Publicado 23/05/2025 08:31

A SEISIDA e a CESIDA pedem a incorporação da profilaxia de pré-exposição injetável de ação prolongada no Sistema Nacional de Saúde.

Archivo - Arquivo - Mãos segurando fitas de conscientização sobre o hiv/aids.
VASYL DOLMATOV/ISTOCK - Arquivo

MADRID 23 maio (EUROPA PRESS) -

A Sociedade Espanhola Interdisciplinar de AIDS (SEISIDA) e a Coordenadora Estatal de HIV e AIDS (CESIDA) destacaram a urgência de incorporar alternativas à profilaxia pré-exposição (PrEP) contra o HIV no Sistema Nacional de Saúde (SNS), como a PrEP injetável de longa duração, que, em sua opinião, "poderia ser uma solução eficaz e equitativa para pessoas em situações vulneráveis".

As organizações pedem às autoridades de saúde que garantam o acesso "equitativo, eficaz e sustentável" à profilaxia pré-exposição ao HIV (PrEP) em todo o país, pois acreditam que, apesar do progresso feito nos últimos anos, ainda existem barreiras que limitam o acesso a essa ferramenta preventiva.

Assim, relatam que desde a implementação da PrEP oral no Sistema Nacional de Saúde (SNS), em 2019, mais de 28 mil pessoas acessaram essa medida. No entanto, eles alertam que os dados atuais sobre novos diagnósticos de HIV ainda estão longe das metas estabelecidas pelo Unaids. "As listas de espera, a saturação de alguns centros e as decisões organizacionais discricionárias dificultam o acesso e a permanência nos programas de PrEP", acrescentam.

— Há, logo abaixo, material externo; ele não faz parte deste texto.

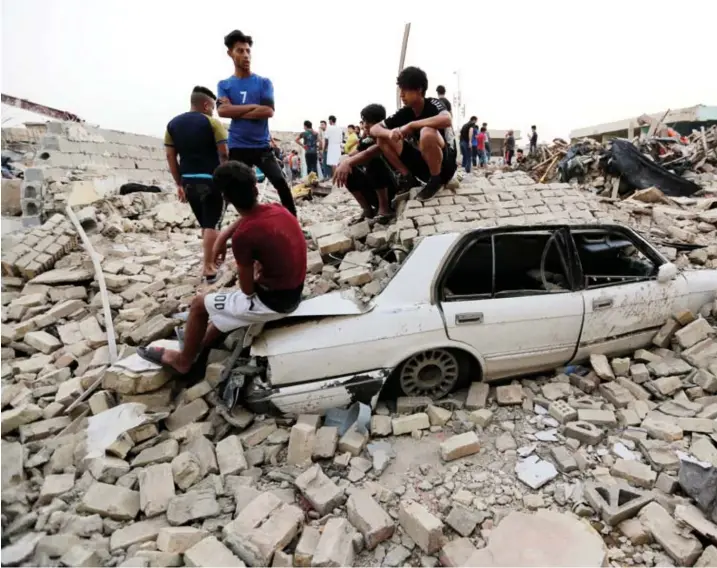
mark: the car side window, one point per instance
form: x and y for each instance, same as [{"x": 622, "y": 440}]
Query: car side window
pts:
[
  {"x": 508, "y": 265},
  {"x": 609, "y": 257}
]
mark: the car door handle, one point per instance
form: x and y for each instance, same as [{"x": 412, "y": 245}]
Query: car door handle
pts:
[
  {"x": 602, "y": 303},
  {"x": 476, "y": 317}
]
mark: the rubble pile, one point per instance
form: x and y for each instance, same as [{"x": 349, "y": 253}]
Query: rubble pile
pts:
[{"x": 596, "y": 165}]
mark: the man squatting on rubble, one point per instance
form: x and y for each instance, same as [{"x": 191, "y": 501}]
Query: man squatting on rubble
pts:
[
  {"x": 270, "y": 251},
  {"x": 365, "y": 173},
  {"x": 248, "y": 100},
  {"x": 196, "y": 143},
  {"x": 418, "y": 140}
]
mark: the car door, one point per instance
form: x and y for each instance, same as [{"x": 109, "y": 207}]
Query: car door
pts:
[
  {"x": 494, "y": 300},
  {"x": 625, "y": 304}
]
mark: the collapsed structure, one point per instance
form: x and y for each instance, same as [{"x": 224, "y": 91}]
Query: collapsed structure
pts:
[{"x": 621, "y": 454}]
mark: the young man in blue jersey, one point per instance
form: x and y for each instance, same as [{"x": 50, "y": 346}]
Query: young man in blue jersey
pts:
[{"x": 248, "y": 100}]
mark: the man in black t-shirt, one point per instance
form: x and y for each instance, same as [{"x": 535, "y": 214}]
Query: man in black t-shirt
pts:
[
  {"x": 366, "y": 174},
  {"x": 418, "y": 140}
]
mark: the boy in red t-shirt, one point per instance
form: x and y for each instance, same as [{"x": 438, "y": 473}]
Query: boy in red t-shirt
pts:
[{"x": 270, "y": 252}]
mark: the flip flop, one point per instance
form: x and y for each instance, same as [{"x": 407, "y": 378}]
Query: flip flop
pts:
[{"x": 154, "y": 355}]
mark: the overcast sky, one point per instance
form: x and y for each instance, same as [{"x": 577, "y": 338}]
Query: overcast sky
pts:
[{"x": 130, "y": 65}]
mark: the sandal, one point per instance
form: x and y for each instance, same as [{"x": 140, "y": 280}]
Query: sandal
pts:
[{"x": 154, "y": 355}]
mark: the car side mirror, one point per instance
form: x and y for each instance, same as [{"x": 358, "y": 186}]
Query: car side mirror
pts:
[{"x": 666, "y": 273}]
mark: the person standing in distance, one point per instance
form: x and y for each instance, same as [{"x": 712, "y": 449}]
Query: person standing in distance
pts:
[
  {"x": 196, "y": 143},
  {"x": 248, "y": 100}
]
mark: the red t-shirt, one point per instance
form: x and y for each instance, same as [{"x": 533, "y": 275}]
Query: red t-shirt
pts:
[{"x": 273, "y": 236}]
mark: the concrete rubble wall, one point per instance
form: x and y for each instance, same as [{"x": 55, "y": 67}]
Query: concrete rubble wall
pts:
[{"x": 78, "y": 164}]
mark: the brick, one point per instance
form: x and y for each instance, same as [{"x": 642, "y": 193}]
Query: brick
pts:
[
  {"x": 584, "y": 431},
  {"x": 192, "y": 412},
  {"x": 616, "y": 394},
  {"x": 481, "y": 417},
  {"x": 177, "y": 540},
  {"x": 266, "y": 525},
  {"x": 301, "y": 444},
  {"x": 209, "y": 553},
  {"x": 457, "y": 552},
  {"x": 563, "y": 459},
  {"x": 322, "y": 493},
  {"x": 156, "y": 489},
  {"x": 693, "y": 333},
  {"x": 683, "y": 549},
  {"x": 424, "y": 528},
  {"x": 602, "y": 367},
  {"x": 666, "y": 333},
  {"x": 335, "y": 547},
  {"x": 327, "y": 439},
  {"x": 162, "y": 452},
  {"x": 42, "y": 341},
  {"x": 662, "y": 429},
  {"x": 305, "y": 548},
  {"x": 353, "y": 442},
  {"x": 509, "y": 394},
  {"x": 562, "y": 411},
  {"x": 459, "y": 446},
  {"x": 111, "y": 501},
  {"x": 369, "y": 518},
  {"x": 54, "y": 486},
  {"x": 597, "y": 417},
  {"x": 407, "y": 424},
  {"x": 381, "y": 425},
  {"x": 137, "y": 533},
  {"x": 230, "y": 455}
]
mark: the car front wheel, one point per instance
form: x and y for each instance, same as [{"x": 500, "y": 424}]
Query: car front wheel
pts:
[{"x": 433, "y": 373}]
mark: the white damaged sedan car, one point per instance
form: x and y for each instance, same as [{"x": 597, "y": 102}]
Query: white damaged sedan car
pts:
[{"x": 483, "y": 305}]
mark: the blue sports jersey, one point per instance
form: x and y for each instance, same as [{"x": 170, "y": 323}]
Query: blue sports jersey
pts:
[{"x": 252, "y": 90}]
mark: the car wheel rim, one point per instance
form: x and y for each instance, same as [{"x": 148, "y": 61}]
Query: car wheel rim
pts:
[{"x": 431, "y": 373}]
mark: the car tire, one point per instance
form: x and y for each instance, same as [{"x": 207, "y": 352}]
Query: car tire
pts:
[{"x": 433, "y": 373}]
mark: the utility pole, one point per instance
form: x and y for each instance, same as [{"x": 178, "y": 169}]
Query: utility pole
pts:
[{"x": 404, "y": 45}]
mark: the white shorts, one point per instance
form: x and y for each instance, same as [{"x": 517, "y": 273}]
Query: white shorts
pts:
[{"x": 231, "y": 310}]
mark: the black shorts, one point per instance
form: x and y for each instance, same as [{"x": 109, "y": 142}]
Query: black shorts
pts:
[
  {"x": 206, "y": 202},
  {"x": 413, "y": 160},
  {"x": 368, "y": 178}
]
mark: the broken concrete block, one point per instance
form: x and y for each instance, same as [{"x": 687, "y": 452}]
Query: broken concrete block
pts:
[
  {"x": 305, "y": 548},
  {"x": 335, "y": 547},
  {"x": 137, "y": 533},
  {"x": 209, "y": 553},
  {"x": 192, "y": 505},
  {"x": 327, "y": 439},
  {"x": 111, "y": 501},
  {"x": 323, "y": 494},
  {"x": 163, "y": 452},
  {"x": 407, "y": 424},
  {"x": 230, "y": 455},
  {"x": 301, "y": 444},
  {"x": 156, "y": 488},
  {"x": 507, "y": 395},
  {"x": 547, "y": 538},
  {"x": 664, "y": 529},
  {"x": 369, "y": 518},
  {"x": 602, "y": 367},
  {"x": 177, "y": 540},
  {"x": 693, "y": 333},
  {"x": 424, "y": 528},
  {"x": 634, "y": 472},
  {"x": 459, "y": 446},
  {"x": 54, "y": 486}
]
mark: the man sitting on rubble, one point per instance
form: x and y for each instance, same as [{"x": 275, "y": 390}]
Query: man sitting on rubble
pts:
[
  {"x": 270, "y": 251},
  {"x": 365, "y": 173},
  {"x": 418, "y": 140}
]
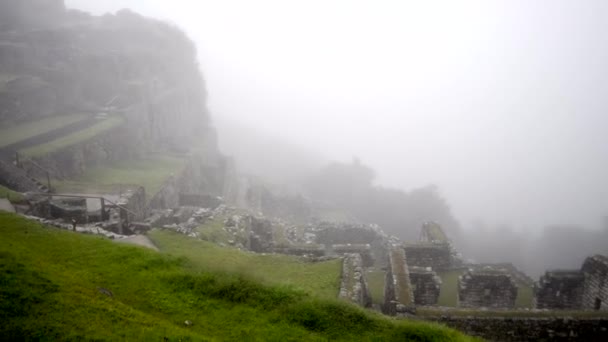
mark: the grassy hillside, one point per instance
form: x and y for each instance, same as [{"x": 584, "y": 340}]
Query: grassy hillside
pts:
[
  {"x": 11, "y": 195},
  {"x": 150, "y": 173},
  {"x": 73, "y": 138},
  {"x": 319, "y": 279},
  {"x": 15, "y": 133},
  {"x": 57, "y": 285}
]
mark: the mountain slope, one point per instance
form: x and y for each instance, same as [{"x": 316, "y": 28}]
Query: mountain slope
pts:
[{"x": 57, "y": 285}]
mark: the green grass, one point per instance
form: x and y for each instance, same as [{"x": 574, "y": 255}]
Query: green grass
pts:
[
  {"x": 320, "y": 279},
  {"x": 58, "y": 285},
  {"x": 12, "y": 196},
  {"x": 16, "y": 133},
  {"x": 375, "y": 282},
  {"x": 150, "y": 173},
  {"x": 73, "y": 138}
]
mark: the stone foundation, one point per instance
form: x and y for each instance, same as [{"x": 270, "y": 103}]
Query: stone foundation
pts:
[
  {"x": 364, "y": 250},
  {"x": 425, "y": 285},
  {"x": 530, "y": 329},
  {"x": 486, "y": 288},
  {"x": 398, "y": 296},
  {"x": 595, "y": 293},
  {"x": 438, "y": 256},
  {"x": 560, "y": 290},
  {"x": 353, "y": 286}
]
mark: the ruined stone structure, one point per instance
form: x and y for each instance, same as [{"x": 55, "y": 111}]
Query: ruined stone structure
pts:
[
  {"x": 585, "y": 289},
  {"x": 344, "y": 233},
  {"x": 398, "y": 295},
  {"x": 364, "y": 250},
  {"x": 353, "y": 286},
  {"x": 520, "y": 329},
  {"x": 432, "y": 232},
  {"x": 560, "y": 290},
  {"x": 260, "y": 234},
  {"x": 426, "y": 285},
  {"x": 434, "y": 255},
  {"x": 595, "y": 293},
  {"x": 487, "y": 288}
]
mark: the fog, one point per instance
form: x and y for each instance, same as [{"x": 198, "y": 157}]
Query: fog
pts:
[{"x": 501, "y": 104}]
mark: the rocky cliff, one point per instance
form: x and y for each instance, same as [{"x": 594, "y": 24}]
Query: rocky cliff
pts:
[{"x": 55, "y": 61}]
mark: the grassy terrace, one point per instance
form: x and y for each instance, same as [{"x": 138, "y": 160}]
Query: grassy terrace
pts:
[
  {"x": 320, "y": 279},
  {"x": 16, "y": 133},
  {"x": 73, "y": 138},
  {"x": 150, "y": 173},
  {"x": 58, "y": 285}
]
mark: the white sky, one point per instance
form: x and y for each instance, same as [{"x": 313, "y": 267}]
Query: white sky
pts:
[{"x": 500, "y": 103}]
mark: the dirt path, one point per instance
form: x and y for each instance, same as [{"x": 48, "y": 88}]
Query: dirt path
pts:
[
  {"x": 5, "y": 205},
  {"x": 140, "y": 240}
]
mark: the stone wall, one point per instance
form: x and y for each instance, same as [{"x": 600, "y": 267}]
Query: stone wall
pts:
[
  {"x": 353, "y": 286},
  {"x": 530, "y": 329},
  {"x": 595, "y": 293},
  {"x": 364, "y": 250},
  {"x": 559, "y": 290},
  {"x": 487, "y": 289},
  {"x": 435, "y": 255},
  {"x": 398, "y": 296},
  {"x": 343, "y": 233},
  {"x": 425, "y": 285}
]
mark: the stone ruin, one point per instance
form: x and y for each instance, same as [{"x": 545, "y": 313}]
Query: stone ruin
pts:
[
  {"x": 584, "y": 289},
  {"x": 398, "y": 295},
  {"x": 595, "y": 292},
  {"x": 486, "y": 288},
  {"x": 434, "y": 255},
  {"x": 364, "y": 250},
  {"x": 559, "y": 289},
  {"x": 426, "y": 285},
  {"x": 353, "y": 286},
  {"x": 433, "y": 249}
]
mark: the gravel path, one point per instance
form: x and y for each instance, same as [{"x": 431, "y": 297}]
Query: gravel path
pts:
[
  {"x": 140, "y": 240},
  {"x": 5, "y": 205}
]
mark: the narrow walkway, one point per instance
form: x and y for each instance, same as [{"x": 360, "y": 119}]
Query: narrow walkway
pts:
[{"x": 139, "y": 240}]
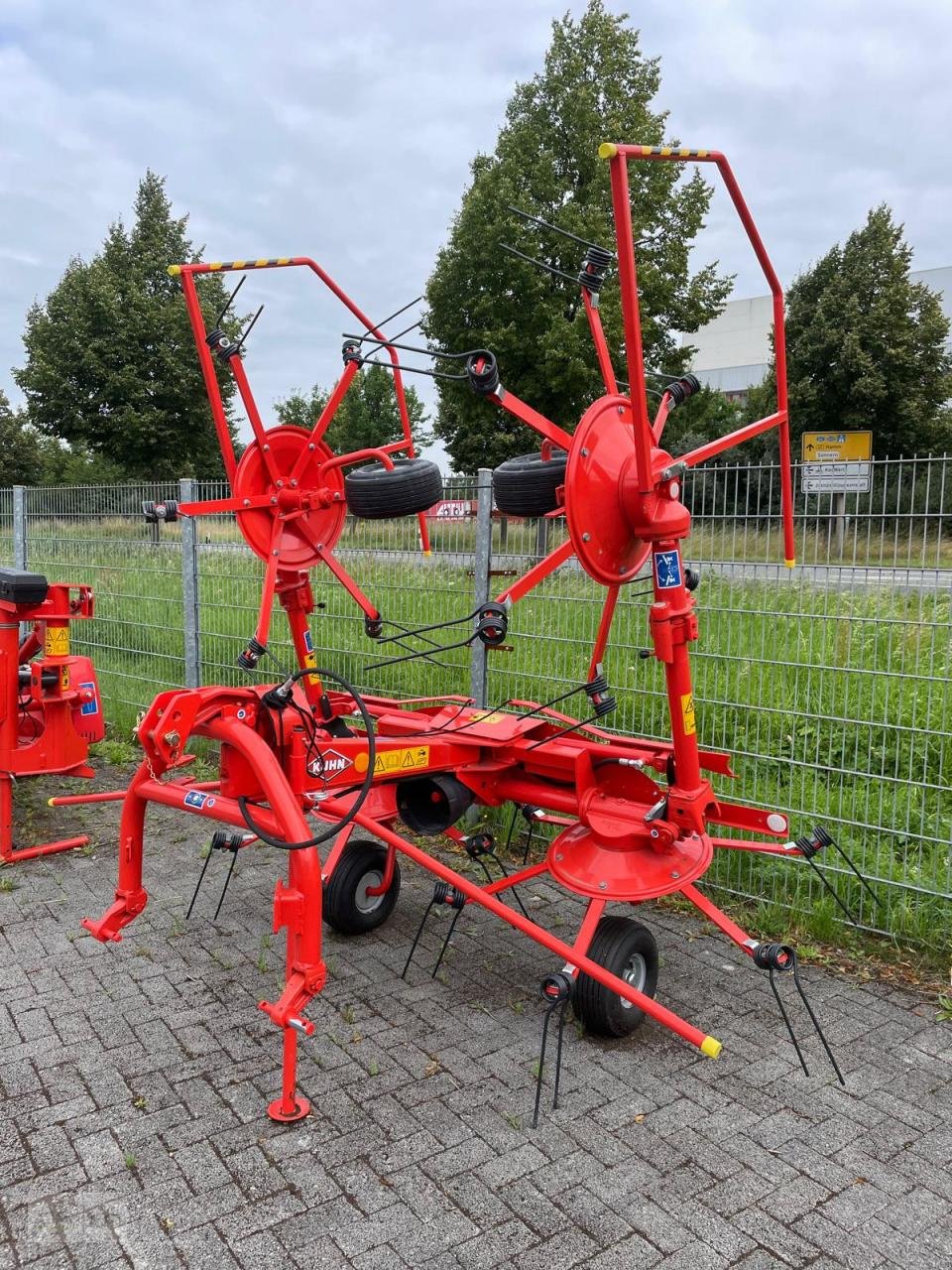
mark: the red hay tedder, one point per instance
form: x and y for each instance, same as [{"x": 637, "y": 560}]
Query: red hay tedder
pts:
[
  {"x": 311, "y": 758},
  {"x": 51, "y": 711}
]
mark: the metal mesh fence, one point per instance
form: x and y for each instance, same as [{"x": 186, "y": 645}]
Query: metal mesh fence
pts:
[{"x": 828, "y": 684}]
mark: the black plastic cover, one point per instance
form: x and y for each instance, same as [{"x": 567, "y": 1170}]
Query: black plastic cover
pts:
[{"x": 19, "y": 587}]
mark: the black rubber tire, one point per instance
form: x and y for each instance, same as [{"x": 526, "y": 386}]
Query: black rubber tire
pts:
[
  {"x": 347, "y": 908},
  {"x": 627, "y": 949},
  {"x": 376, "y": 493},
  {"x": 527, "y": 485}
]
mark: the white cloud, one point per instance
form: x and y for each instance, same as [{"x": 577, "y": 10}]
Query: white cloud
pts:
[{"x": 345, "y": 134}]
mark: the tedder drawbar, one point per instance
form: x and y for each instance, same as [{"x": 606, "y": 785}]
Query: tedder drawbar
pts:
[{"x": 311, "y": 758}]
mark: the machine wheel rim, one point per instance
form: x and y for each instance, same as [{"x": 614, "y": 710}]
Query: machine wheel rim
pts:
[
  {"x": 363, "y": 902},
  {"x": 635, "y": 974}
]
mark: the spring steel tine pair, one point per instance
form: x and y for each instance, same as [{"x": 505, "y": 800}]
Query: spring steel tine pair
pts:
[{"x": 779, "y": 957}]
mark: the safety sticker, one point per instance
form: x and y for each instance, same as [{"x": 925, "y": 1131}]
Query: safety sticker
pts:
[
  {"x": 687, "y": 712},
  {"x": 309, "y": 658},
  {"x": 402, "y": 760},
  {"x": 666, "y": 570},
  {"x": 56, "y": 642},
  {"x": 330, "y": 763}
]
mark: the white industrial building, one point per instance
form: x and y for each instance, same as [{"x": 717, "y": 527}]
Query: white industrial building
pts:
[{"x": 734, "y": 350}]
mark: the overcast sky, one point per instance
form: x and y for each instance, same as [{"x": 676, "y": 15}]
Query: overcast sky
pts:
[{"x": 344, "y": 132}]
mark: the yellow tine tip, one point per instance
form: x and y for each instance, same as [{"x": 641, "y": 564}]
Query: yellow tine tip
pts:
[{"x": 711, "y": 1047}]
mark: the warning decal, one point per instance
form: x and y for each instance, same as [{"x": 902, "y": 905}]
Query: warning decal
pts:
[
  {"x": 391, "y": 761},
  {"x": 687, "y": 712}
]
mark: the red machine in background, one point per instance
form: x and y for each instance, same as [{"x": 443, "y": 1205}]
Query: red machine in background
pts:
[
  {"x": 50, "y": 705},
  {"x": 638, "y": 818}
]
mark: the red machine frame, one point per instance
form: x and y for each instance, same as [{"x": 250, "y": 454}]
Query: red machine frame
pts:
[
  {"x": 50, "y": 705},
  {"x": 625, "y": 837}
]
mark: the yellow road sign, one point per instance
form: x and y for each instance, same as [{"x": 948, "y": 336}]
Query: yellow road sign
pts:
[{"x": 837, "y": 447}]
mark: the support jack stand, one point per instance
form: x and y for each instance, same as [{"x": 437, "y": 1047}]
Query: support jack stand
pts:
[{"x": 556, "y": 991}]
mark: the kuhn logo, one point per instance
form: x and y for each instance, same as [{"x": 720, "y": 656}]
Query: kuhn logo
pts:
[{"x": 329, "y": 765}]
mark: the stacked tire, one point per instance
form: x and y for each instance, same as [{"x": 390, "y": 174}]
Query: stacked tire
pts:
[
  {"x": 529, "y": 485},
  {"x": 379, "y": 493}
]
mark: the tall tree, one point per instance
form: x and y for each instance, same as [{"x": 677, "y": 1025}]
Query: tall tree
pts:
[
  {"x": 367, "y": 417},
  {"x": 111, "y": 363},
  {"x": 595, "y": 85},
  {"x": 867, "y": 348},
  {"x": 22, "y": 457}
]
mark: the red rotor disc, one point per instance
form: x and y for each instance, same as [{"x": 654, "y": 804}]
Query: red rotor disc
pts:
[
  {"x": 603, "y": 448},
  {"x": 313, "y": 503}
]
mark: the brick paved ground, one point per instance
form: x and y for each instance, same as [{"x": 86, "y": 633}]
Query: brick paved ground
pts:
[{"x": 135, "y": 1078}]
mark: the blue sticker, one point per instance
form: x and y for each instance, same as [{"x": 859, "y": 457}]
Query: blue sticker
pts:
[{"x": 666, "y": 570}]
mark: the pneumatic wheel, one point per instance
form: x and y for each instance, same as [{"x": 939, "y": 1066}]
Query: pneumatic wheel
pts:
[
  {"x": 527, "y": 485},
  {"x": 629, "y": 951},
  {"x": 347, "y": 906},
  {"x": 377, "y": 493}
]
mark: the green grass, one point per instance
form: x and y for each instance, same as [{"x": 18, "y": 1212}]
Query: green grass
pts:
[{"x": 835, "y": 703}]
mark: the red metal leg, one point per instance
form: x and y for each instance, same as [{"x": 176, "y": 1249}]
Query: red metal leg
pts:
[
  {"x": 290, "y": 1106},
  {"x": 712, "y": 913}
]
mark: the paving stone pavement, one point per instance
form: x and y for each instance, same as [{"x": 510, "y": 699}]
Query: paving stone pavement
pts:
[{"x": 134, "y": 1080}]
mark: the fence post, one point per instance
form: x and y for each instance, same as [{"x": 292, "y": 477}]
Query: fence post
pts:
[
  {"x": 540, "y": 539},
  {"x": 483, "y": 562},
  {"x": 19, "y": 527},
  {"x": 189, "y": 588}
]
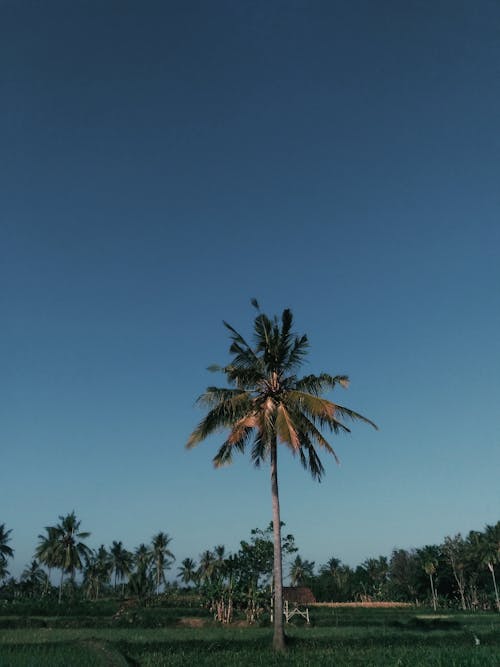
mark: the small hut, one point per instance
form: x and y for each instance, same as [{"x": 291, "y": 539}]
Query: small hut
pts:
[{"x": 296, "y": 600}]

Nesse sentido, eles dizem que muitos usuários em potencial enfrentam barreiras médicas, psicossociais ou estruturais que os impedem de aderir ao regime diário de PrEP oral. Devido a essas limitações, a SEISIDA e a CESIDA pedem a introdução da PrEP injetável de ação prolongada.

Nesse sentido, elas lamentam a recente recusa em financiar o cabotegravir injetável ("Apretude"): "Isso representa um sério retrocesso nos esforços de prevenção inclusiva".

Ambas as organizações pedem que o Ministério da Saúde e as administrações regionais tomem medidas "decisivas e coordenadas" para diversificar as estratégias de prevenção, eliminar barreiras administrativas e priorizar a equidade no acesso à PrEP.

"Somente por meio de uma resposta focada nas necessidades reais das pessoas será possível avançar em direção ao fim da epidemia de HIV na Espanha", concluem as organizações.